Un día normal, mientras cocinaba y limpiaba como siempre, una pipeta nos arrastró a su interior. Olas gigantes, corrientes fortísimas y burbujas nos sacudieron hasta que todo se calmó y acabamos en una placa de Petri. Durante días, incluso semanas, aquello parecía un resort todo incluido.

Pero pronto empezaron las pruebas de laboratorio. Husmeaban en nuestro ADN y lo dividían en secciones para investigarlo. Al principio solo se fijaban en mí.

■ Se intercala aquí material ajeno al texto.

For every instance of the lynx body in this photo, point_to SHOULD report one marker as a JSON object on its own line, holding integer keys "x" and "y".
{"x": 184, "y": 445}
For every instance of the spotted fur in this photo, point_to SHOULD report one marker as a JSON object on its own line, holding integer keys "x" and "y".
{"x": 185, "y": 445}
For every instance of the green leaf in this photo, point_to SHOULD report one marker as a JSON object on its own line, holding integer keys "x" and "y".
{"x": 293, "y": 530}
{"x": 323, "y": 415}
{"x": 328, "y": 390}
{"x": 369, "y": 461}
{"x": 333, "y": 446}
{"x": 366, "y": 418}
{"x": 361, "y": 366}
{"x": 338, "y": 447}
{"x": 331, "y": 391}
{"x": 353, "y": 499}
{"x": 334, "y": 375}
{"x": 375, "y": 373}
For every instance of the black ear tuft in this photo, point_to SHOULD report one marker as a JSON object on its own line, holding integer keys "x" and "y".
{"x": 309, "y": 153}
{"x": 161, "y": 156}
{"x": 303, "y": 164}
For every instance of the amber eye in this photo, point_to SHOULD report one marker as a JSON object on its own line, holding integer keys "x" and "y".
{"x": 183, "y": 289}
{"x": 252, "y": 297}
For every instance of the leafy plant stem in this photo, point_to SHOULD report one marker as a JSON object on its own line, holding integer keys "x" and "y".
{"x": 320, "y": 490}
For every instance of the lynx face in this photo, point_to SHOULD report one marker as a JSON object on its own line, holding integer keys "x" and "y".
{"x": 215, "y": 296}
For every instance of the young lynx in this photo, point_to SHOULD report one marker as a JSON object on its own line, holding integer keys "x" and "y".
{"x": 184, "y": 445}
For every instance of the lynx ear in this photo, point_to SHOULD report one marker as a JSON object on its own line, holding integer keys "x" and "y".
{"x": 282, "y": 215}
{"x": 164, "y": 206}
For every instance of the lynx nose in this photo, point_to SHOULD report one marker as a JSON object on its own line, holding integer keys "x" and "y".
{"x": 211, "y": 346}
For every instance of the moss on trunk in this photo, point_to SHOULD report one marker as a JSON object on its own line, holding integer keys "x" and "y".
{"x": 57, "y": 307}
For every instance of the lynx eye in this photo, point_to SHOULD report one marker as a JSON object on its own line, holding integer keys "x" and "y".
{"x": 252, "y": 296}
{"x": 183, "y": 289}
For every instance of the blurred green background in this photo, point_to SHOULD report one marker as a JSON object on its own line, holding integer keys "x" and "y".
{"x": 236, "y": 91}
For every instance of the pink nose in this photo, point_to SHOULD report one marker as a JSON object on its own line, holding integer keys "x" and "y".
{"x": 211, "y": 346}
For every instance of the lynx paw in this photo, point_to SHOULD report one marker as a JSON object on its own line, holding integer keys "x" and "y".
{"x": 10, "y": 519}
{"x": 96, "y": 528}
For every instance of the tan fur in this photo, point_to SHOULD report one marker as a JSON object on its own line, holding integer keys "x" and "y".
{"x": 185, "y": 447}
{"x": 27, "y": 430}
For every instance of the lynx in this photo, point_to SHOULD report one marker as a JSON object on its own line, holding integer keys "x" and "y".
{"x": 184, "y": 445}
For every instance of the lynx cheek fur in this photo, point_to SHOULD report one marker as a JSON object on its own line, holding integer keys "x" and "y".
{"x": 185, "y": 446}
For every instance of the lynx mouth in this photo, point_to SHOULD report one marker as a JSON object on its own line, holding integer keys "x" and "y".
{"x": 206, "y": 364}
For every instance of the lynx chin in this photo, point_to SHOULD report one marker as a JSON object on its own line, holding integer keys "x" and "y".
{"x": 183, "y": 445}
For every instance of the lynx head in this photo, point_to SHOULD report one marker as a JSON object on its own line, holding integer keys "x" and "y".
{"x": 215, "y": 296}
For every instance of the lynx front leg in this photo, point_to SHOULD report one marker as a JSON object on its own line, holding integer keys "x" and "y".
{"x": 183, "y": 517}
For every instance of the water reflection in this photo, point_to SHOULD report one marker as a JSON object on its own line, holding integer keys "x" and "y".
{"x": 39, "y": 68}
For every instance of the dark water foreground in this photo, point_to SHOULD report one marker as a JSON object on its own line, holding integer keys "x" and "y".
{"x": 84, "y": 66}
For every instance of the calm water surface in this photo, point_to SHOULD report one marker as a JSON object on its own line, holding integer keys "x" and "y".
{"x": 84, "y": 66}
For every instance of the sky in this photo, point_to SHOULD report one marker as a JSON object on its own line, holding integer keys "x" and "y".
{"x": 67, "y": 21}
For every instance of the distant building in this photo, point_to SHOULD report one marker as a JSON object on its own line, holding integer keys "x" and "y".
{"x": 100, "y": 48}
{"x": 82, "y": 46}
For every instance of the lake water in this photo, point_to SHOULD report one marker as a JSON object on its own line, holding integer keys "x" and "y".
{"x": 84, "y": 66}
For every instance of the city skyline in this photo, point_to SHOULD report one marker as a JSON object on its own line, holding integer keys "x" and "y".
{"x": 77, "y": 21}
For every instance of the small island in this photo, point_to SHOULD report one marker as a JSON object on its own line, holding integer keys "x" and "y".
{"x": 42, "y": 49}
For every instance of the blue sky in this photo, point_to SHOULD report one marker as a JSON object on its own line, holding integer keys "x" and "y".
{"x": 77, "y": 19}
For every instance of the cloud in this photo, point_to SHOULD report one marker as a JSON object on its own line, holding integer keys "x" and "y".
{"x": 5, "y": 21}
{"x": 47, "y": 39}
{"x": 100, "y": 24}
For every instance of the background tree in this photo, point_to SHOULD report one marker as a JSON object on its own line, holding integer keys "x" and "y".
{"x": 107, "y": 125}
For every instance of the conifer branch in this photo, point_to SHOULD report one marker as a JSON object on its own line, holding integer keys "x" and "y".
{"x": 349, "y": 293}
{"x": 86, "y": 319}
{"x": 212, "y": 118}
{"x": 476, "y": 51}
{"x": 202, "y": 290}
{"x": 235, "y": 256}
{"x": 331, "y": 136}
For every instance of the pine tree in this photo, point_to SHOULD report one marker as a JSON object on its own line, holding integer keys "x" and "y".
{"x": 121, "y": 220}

La arquea se escondió y pasó desapercibida, después de todo lo que había hecho por ella. Me dejó más tirado que una colilla.

Días después, unos científicos notaron algo raro: mi ADN aparecía en las pruebas, pero estaba contaminado con otro. Al principio pensaron que era un error, pero no se rindieron. Ese espíritu crítico, esas ganas de saber, eso que llaman ciencia, hizo que siguieran investigando… y finalmente descubrieron a la arquea.

Otro fragmento de ADN apareció en la pantalla, completamente descuadrado respecto al mío, y se centraron en él. Dejaron el proyecto anterior y empezaron a investigar su vida “privada”. Disolvieron la membrana de muchos compañeros que también presentaban anomalías para obtener muestras más fiables. Después de millones de años sin ser molestada, por fin todo salía a la luz.

Resultó que la arquea siempre había sido perezosa. Mientras otros organismos evolucionaban para ser más complejos, ella hacía lo contrario: iba reduciendo su genoma y dependiendo cada vez más de mí. Si perdía ADN por mutaciones, no pasaba nada, porque yo le proporcionaba lo necesario. Así acabó teniendo el genoma más pequeño jamás encontrado.

Los científicos empezaron a criticarla, diciendo que era muy simple, que tenía pocos pares de bases, que robaba nutrientes de su huésped y que se parecía a un virus. Pero uno de ellos la defendió: explicó que no era un virus, que era un organismo vivo, que tenía ARN mensajero y que sus ribosomas sintetizaban proteínas.

Gracias a eso, descubrí cosas de mi compañera que ni yo sabía. Ella estaba destrozada por los insultos que había recibido… y al final, después de todo lo que hago por ella, también tuve que consolarla.

Porque sí, además de todo… ahora también soy su psicóloga.